Re: [tied] The word for horse

From: Piotr Gasiorowski
Message: 18663
Date: 2003-02-10

----- Original Message -----
From: "alex_lycos" <altamix@...>
To: <cybalist@yahoogroups.com>
Sent: Monday, February 10, 2003 6:37 AM
Subject: Re: [tied] The word for horse



> The problem is that there is no intervocalic "l" in "cal".

Not in modern Romanian. But there must have been a time when the word was inflected, whether in Latin or (for the sake of the argument) in Dacian, and certainly in early Romanian. Rhotacism was earlier than the loss of inflectional endings, compare <mãr> or <pãr>.

> How would you analyse the word "celeris" for instance? This is a derivative from what?

According to Pokorny, PIE *kel- 'force to move'.

> I wonder if French lost too the intervocalic "b".

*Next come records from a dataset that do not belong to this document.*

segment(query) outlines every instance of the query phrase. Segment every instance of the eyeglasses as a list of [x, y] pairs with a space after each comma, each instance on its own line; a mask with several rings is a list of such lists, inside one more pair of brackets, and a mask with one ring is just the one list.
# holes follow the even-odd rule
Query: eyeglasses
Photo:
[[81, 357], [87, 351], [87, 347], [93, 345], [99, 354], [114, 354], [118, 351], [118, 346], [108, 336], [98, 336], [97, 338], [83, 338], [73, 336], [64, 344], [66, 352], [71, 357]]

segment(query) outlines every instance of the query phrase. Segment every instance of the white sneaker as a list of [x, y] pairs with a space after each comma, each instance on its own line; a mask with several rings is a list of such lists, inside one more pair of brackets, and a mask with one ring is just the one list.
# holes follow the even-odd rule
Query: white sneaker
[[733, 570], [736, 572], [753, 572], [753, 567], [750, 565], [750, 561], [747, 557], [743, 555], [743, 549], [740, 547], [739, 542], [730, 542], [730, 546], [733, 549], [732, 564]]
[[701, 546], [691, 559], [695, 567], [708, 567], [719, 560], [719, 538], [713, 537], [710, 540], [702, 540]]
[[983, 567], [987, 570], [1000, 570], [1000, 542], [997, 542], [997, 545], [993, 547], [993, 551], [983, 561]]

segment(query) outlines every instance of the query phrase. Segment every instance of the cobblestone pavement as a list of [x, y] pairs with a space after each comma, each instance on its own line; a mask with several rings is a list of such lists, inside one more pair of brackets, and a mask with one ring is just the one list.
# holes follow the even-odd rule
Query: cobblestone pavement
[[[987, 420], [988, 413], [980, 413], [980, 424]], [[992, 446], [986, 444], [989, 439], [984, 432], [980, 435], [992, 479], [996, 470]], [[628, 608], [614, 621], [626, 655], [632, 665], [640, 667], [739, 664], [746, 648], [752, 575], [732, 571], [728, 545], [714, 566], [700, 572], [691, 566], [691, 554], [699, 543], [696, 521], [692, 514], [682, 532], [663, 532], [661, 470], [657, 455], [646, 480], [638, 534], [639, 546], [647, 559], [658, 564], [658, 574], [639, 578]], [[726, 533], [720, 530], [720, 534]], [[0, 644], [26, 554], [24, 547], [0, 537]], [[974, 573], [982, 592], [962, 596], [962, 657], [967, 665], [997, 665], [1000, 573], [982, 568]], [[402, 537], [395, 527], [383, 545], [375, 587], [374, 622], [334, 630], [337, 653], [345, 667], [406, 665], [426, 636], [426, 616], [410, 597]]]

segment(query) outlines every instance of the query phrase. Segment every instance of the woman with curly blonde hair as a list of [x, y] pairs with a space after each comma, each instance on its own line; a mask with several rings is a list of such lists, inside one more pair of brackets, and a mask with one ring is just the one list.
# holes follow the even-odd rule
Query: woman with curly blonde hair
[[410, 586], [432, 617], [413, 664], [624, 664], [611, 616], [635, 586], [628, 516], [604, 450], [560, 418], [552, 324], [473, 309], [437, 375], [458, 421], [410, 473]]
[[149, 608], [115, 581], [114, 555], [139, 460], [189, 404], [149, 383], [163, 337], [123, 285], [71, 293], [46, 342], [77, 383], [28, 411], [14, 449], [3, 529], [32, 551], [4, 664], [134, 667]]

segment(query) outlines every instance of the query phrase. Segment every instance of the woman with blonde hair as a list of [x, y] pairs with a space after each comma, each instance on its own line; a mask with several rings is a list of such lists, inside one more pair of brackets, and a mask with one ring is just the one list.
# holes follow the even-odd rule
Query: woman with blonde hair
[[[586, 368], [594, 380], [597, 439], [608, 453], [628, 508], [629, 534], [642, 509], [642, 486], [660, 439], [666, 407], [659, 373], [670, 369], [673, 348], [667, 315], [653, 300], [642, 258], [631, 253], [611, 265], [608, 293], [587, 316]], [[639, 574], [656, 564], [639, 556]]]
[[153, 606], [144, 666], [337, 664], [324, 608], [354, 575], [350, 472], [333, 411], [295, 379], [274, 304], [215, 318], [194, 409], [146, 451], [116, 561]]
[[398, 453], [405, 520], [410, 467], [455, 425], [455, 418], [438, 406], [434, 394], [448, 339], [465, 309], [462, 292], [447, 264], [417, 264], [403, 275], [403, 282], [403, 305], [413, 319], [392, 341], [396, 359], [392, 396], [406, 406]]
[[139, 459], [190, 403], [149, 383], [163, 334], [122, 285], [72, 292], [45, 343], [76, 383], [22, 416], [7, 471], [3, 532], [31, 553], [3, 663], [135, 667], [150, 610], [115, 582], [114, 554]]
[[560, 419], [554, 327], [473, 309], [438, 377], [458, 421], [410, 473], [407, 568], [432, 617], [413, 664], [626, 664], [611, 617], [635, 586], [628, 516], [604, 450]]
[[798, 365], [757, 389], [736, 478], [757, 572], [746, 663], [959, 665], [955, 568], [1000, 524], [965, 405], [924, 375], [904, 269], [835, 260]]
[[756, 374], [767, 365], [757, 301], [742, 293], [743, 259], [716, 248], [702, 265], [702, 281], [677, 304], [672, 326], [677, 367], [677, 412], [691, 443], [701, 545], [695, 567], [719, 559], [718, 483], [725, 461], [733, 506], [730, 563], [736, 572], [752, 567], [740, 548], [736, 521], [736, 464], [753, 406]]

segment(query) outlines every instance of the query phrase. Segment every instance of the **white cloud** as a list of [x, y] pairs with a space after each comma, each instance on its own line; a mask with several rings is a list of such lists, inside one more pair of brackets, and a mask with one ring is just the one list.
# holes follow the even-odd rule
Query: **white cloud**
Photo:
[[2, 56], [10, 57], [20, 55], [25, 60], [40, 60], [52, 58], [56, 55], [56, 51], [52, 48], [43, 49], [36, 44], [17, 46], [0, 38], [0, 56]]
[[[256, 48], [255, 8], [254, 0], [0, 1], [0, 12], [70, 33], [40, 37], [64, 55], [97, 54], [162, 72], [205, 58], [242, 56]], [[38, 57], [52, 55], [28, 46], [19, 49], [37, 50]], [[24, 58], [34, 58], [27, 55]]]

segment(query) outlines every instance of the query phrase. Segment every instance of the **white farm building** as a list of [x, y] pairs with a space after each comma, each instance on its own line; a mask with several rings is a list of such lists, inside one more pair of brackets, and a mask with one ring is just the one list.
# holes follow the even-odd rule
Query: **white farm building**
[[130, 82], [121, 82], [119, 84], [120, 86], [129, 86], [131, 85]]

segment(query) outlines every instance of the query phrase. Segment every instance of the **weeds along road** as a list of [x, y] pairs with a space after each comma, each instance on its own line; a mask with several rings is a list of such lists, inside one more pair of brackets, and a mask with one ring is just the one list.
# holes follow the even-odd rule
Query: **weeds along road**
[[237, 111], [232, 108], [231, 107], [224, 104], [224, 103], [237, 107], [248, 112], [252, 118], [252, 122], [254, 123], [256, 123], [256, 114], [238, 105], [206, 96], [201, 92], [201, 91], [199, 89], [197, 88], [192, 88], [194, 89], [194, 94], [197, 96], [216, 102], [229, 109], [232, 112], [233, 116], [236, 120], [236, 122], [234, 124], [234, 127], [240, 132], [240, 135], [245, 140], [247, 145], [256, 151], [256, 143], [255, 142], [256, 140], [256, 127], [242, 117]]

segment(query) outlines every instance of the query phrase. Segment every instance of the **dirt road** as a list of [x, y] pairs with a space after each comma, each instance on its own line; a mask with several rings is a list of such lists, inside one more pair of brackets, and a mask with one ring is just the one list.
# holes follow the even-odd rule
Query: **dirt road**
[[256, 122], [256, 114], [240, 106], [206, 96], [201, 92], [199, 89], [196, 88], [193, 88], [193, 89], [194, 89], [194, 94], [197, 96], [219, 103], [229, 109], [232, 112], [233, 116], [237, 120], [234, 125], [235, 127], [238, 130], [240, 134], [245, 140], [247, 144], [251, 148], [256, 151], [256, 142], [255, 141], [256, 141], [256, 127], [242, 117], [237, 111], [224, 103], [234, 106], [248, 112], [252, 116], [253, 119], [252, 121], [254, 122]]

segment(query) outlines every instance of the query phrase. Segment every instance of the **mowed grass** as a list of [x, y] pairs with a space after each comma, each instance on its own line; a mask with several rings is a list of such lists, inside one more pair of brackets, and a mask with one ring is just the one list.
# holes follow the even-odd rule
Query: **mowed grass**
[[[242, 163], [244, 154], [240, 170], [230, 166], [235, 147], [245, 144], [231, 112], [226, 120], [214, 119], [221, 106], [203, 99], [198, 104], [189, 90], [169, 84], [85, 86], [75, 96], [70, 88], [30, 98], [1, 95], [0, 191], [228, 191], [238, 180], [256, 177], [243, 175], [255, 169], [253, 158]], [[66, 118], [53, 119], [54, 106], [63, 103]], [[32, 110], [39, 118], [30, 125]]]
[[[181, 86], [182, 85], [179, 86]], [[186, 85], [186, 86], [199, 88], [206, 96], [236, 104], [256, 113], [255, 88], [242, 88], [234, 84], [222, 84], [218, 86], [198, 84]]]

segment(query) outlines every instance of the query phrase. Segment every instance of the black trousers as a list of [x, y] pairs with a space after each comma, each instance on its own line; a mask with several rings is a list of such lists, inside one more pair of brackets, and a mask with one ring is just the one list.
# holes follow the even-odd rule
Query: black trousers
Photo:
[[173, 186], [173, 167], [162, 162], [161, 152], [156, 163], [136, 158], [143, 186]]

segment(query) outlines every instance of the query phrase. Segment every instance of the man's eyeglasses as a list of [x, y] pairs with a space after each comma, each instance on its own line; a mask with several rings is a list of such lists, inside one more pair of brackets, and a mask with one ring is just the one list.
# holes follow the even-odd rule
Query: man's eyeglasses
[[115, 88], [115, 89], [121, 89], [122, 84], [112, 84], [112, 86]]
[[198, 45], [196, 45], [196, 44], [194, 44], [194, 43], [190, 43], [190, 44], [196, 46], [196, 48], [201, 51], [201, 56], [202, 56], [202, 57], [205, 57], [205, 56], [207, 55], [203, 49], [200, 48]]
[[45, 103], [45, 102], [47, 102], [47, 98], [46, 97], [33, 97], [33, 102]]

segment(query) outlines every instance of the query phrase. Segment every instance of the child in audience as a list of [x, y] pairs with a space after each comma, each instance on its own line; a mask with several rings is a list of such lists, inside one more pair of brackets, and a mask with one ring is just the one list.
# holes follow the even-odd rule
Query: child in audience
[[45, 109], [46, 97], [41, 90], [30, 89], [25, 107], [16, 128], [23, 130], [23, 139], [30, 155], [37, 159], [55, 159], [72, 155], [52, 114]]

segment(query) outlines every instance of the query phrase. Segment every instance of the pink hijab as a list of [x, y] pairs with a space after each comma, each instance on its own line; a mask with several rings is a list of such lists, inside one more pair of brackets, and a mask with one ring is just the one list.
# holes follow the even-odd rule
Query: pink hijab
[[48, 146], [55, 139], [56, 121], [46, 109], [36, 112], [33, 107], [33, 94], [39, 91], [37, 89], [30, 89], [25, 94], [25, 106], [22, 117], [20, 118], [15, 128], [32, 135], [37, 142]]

It normally became /v/ in French, as in <écriver> (= Rom. <scrie>) or <fève> (< faba), but it was lost or vocalised in most clusters that had resulted from vowel syncope, as in <dette> (< *depta < debita). Lat. tabula yielded OFr. taule via regular development, but <table> was then reintroduced from Mediaeval Latin.

> I gues the word was simplly "cal" and this is way there is no rothacism.

Impossible. Inflection was obligatory once upon a time (see above). Even reflexes of Latin consonantal stems are regularly rhotacised in Romanian (<soare>, <sare>); then, what about derivatives like <cãlãtor>?